I strongly encourage anyone working with Azure DevOps to favor ARM template parameter files over setting up anything in the Azure DevOps user interface, wherever possible. It's not that the UI is bad; indeed, it's improved significantly over the past six months alone. But a more efficient approach will always involve the command line - it's much faster to tweak a JSON file and run a PowerShell script than it is to navigate through Azure DevOps, and as you become more comfortable with Azure and Powershell (assuming you weren't in the first place, of course), the easier it gets.
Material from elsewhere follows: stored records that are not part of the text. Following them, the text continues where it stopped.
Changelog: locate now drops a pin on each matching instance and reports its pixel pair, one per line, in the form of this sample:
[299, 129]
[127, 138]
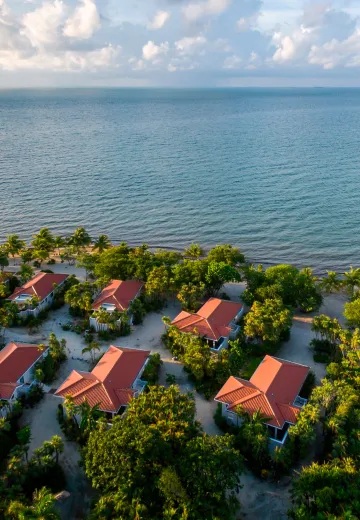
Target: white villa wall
[44, 304]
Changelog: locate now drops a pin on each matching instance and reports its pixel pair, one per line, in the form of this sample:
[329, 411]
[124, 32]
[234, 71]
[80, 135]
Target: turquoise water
[274, 171]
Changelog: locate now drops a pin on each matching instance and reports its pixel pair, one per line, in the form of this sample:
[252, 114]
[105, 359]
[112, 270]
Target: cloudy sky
[179, 43]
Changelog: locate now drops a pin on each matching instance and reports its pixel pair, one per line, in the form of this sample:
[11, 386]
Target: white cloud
[151, 51]
[68, 61]
[293, 46]
[248, 23]
[232, 62]
[41, 26]
[179, 64]
[84, 22]
[336, 53]
[195, 11]
[159, 20]
[190, 45]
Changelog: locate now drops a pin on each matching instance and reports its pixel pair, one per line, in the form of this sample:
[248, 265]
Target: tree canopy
[157, 460]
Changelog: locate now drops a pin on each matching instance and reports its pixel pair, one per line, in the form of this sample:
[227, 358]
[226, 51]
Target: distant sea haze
[273, 171]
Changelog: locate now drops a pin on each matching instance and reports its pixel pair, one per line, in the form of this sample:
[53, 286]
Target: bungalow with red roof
[117, 295]
[112, 383]
[41, 290]
[216, 322]
[17, 368]
[273, 389]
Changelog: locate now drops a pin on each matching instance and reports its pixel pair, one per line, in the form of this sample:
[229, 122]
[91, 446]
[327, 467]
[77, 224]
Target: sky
[179, 43]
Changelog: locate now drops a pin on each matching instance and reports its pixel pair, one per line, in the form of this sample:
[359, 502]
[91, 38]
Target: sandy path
[261, 500]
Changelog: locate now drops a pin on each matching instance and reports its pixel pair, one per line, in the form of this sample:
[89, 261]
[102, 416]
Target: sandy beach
[261, 500]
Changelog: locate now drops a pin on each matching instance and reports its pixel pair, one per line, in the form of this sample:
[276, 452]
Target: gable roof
[272, 389]
[119, 293]
[41, 285]
[109, 383]
[211, 321]
[15, 360]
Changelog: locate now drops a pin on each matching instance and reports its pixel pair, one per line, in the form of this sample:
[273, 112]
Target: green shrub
[308, 385]
[35, 394]
[152, 369]
[220, 420]
[37, 476]
[60, 414]
[104, 335]
[321, 358]
[170, 379]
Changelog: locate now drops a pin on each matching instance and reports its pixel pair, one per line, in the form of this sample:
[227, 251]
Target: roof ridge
[91, 385]
[247, 397]
[236, 389]
[115, 298]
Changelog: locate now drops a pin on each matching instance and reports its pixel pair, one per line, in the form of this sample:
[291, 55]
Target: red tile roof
[272, 389]
[211, 321]
[119, 293]
[109, 383]
[15, 360]
[41, 285]
[7, 390]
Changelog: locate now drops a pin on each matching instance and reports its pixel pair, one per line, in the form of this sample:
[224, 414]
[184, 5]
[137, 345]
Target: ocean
[273, 171]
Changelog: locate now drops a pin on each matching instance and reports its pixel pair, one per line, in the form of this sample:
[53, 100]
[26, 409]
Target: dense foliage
[26, 483]
[295, 288]
[330, 488]
[268, 322]
[156, 463]
[209, 370]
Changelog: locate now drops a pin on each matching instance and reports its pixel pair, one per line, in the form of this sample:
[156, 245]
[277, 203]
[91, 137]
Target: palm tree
[194, 251]
[58, 446]
[89, 415]
[41, 255]
[24, 437]
[26, 256]
[4, 258]
[14, 245]
[43, 505]
[59, 242]
[352, 280]
[92, 348]
[103, 242]
[81, 296]
[44, 240]
[331, 282]
[25, 272]
[80, 238]
[102, 316]
[70, 407]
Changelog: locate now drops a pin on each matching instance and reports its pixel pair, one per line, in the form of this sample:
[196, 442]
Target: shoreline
[320, 270]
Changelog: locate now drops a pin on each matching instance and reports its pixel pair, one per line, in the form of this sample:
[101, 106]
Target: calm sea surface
[274, 171]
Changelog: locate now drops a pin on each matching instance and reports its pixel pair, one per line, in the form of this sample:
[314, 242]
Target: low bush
[35, 394]
[221, 421]
[50, 475]
[152, 369]
[104, 335]
[308, 385]
[321, 358]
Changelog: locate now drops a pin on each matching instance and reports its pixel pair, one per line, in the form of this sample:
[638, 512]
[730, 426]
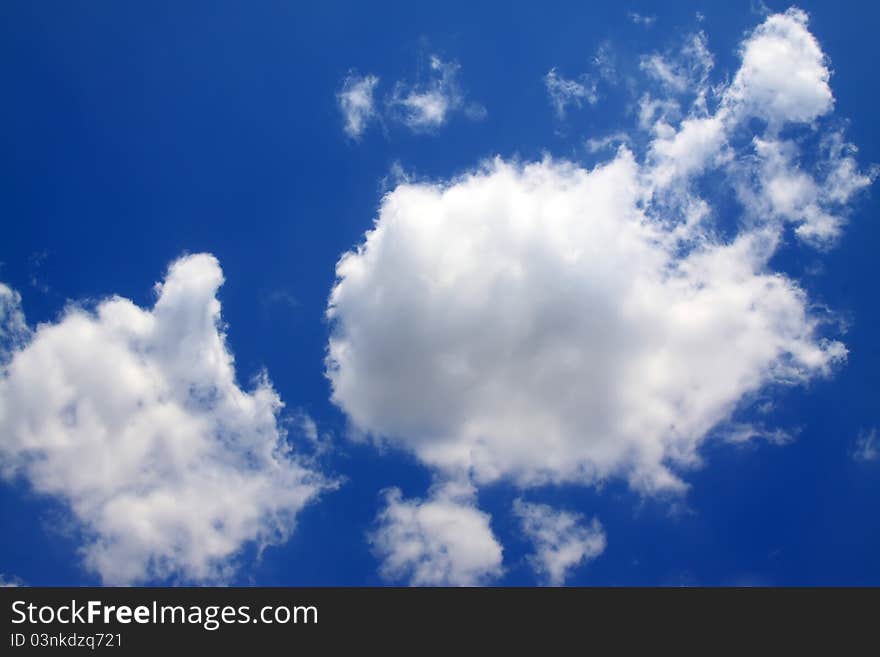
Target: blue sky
[133, 135]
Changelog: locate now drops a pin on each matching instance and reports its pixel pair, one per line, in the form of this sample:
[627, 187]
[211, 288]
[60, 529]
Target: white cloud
[13, 329]
[356, 103]
[686, 70]
[642, 19]
[424, 107]
[562, 539]
[134, 419]
[783, 77]
[543, 322]
[442, 541]
[563, 92]
[867, 447]
[595, 145]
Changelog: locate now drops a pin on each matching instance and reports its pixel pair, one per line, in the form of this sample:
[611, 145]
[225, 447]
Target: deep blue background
[131, 133]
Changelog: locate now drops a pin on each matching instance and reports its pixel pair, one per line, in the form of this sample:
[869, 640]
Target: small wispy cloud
[422, 106]
[642, 19]
[564, 92]
[867, 447]
[428, 105]
[356, 103]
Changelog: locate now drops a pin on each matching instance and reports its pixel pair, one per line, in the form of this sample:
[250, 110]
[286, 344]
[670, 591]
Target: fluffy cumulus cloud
[356, 103]
[441, 541]
[562, 540]
[133, 418]
[543, 322]
[784, 74]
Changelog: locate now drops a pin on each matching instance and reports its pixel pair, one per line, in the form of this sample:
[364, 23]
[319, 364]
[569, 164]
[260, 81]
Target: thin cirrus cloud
[867, 446]
[356, 103]
[543, 323]
[422, 107]
[564, 92]
[562, 540]
[133, 419]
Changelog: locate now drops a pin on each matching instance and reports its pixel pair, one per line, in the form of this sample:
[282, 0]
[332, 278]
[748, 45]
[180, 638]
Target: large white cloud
[784, 76]
[134, 419]
[547, 323]
[442, 541]
[562, 540]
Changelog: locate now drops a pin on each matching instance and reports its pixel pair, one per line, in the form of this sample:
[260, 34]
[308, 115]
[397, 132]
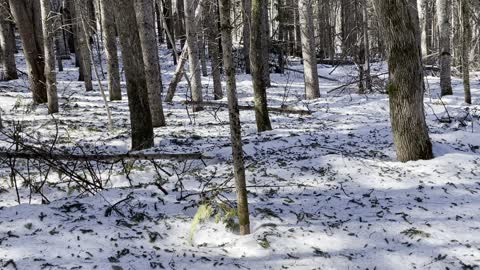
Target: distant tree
[444, 10]
[399, 22]
[29, 23]
[48, 20]
[305, 9]
[234, 116]
[7, 45]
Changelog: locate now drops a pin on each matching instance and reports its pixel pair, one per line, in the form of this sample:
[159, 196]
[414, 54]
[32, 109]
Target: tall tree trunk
[110, 44]
[194, 63]
[234, 116]
[398, 20]
[7, 46]
[257, 68]
[213, 50]
[28, 20]
[50, 75]
[140, 117]
[82, 13]
[146, 26]
[466, 39]
[246, 15]
[305, 8]
[444, 8]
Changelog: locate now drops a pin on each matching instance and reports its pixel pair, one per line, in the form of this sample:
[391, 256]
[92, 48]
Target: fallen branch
[96, 157]
[250, 108]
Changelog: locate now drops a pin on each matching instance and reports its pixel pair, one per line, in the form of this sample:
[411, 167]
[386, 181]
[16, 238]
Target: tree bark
[7, 46]
[110, 44]
[234, 116]
[146, 26]
[466, 39]
[50, 74]
[398, 20]
[194, 65]
[213, 50]
[257, 68]
[82, 13]
[444, 8]
[305, 8]
[140, 117]
[28, 20]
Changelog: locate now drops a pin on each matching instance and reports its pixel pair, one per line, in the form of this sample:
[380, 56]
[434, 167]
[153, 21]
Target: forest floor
[325, 190]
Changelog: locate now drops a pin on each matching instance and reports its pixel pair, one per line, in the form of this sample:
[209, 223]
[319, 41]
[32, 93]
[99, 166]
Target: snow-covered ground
[325, 190]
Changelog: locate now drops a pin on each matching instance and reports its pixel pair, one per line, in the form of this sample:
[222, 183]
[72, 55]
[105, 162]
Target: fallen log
[101, 157]
[250, 108]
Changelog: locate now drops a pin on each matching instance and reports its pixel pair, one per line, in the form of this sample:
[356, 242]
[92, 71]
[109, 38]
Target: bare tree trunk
[213, 50]
[140, 117]
[110, 44]
[28, 20]
[50, 75]
[246, 14]
[257, 68]
[7, 46]
[305, 9]
[82, 13]
[398, 20]
[194, 65]
[444, 8]
[466, 39]
[146, 26]
[234, 115]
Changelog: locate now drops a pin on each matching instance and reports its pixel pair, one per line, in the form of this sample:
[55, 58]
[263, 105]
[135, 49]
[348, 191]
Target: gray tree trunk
[194, 63]
[234, 116]
[466, 39]
[7, 46]
[246, 13]
[29, 24]
[305, 9]
[398, 20]
[213, 50]
[48, 45]
[146, 25]
[110, 44]
[444, 8]
[257, 68]
[82, 13]
[140, 117]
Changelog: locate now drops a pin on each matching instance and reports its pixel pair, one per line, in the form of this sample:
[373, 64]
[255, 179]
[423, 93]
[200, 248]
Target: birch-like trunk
[305, 9]
[48, 48]
[444, 8]
[110, 44]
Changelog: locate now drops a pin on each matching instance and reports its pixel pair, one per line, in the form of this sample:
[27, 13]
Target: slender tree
[444, 9]
[399, 23]
[110, 44]
[48, 18]
[146, 25]
[466, 40]
[140, 117]
[194, 63]
[257, 68]
[29, 23]
[305, 9]
[234, 115]
[7, 46]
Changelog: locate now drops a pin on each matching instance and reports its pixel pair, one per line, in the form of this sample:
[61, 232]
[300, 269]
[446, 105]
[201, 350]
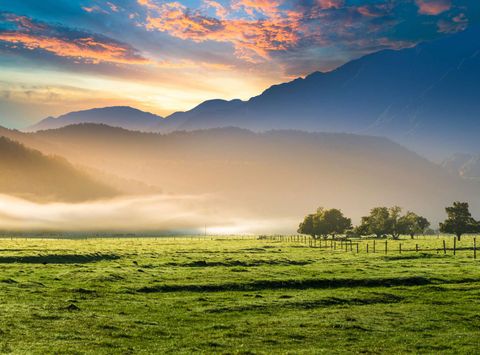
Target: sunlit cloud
[252, 39]
[78, 45]
[433, 7]
[165, 56]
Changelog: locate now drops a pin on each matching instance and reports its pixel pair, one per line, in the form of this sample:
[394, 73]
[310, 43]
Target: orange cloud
[330, 4]
[433, 7]
[252, 39]
[63, 42]
[220, 11]
[87, 49]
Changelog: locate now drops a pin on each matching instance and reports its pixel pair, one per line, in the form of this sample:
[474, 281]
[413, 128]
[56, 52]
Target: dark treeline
[383, 222]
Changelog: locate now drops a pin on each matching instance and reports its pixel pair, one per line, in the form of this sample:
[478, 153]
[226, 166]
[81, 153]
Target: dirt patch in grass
[57, 258]
[291, 284]
[237, 263]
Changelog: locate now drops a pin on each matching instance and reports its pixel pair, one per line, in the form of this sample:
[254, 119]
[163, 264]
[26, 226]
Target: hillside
[29, 174]
[275, 174]
[425, 97]
[117, 116]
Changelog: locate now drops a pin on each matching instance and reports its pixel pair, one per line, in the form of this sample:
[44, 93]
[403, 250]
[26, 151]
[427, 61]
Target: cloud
[252, 39]
[433, 7]
[77, 45]
[164, 213]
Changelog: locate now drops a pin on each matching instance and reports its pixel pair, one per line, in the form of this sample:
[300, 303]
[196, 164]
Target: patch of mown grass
[234, 296]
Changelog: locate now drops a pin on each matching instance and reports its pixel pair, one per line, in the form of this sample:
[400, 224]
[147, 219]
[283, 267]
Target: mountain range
[425, 97]
[29, 174]
[275, 174]
[117, 116]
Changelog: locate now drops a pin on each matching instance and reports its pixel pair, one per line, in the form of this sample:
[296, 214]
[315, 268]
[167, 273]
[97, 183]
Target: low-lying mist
[176, 214]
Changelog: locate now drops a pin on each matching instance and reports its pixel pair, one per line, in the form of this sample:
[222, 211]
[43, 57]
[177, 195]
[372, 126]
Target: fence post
[474, 248]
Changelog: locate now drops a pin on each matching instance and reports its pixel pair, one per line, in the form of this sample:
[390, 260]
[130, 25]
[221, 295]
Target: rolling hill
[274, 174]
[425, 97]
[116, 116]
[29, 174]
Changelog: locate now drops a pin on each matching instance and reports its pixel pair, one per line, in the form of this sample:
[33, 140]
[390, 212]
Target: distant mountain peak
[424, 96]
[116, 116]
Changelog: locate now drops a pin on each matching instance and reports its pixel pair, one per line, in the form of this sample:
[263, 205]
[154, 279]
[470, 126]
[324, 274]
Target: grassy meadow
[237, 296]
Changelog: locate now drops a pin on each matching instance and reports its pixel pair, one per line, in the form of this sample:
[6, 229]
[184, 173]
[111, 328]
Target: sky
[58, 56]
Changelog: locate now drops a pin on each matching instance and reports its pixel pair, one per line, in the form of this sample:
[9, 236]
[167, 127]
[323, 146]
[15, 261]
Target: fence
[384, 246]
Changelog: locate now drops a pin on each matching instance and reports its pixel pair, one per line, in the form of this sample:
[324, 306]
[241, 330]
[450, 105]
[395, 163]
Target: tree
[325, 222]
[377, 223]
[384, 221]
[459, 220]
[307, 226]
[414, 224]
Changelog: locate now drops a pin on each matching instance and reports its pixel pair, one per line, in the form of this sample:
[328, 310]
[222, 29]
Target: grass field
[236, 296]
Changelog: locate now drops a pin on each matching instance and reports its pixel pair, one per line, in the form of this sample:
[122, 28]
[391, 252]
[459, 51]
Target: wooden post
[474, 248]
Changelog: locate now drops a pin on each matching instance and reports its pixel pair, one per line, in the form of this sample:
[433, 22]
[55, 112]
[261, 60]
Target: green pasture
[233, 295]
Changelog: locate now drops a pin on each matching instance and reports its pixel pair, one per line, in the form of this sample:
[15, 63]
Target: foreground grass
[234, 296]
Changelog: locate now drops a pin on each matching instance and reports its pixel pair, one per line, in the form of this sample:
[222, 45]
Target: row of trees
[383, 222]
Learn and Leverage the Azure DevOps API

The Azure DevOps API will let you kick off build/deployment processes and give you all kinds of information about the platofrm as a whole. Even better, you can access it using curl and other simple tools. Spend some time getting familiar with this API and how it works, and you'll find ways to unlock further productivity for your team.

The only constant is change

In the six months spent working on the client's project, Microsoft's DocumentDb product became CosmosDB, several steps used in our Azure DevOps platform became obsolete and/or required upgrading, and a much-improved App Service Environments version 2 was released - and those are just the changes I can recall that had an impact on our project.

To deploy to the cloud is to deploy to a constantly changing and improving platform; generally speaking, these changes are for the better, but with any change, you'll have to be prepared for them up and down the chain - whether it's a new feature to take advantage of, or a pricing change requiring a change to the consumption habits of your solution. Developers, management and executives alike need to remain alert and watchful of all of these things within their cloud application portfolio and have the appropriate measures necessary to make whatever changes they need. Having a strong DevOps team with strategies and management practices in place will go a long way toward making organizations ready to handle these changes.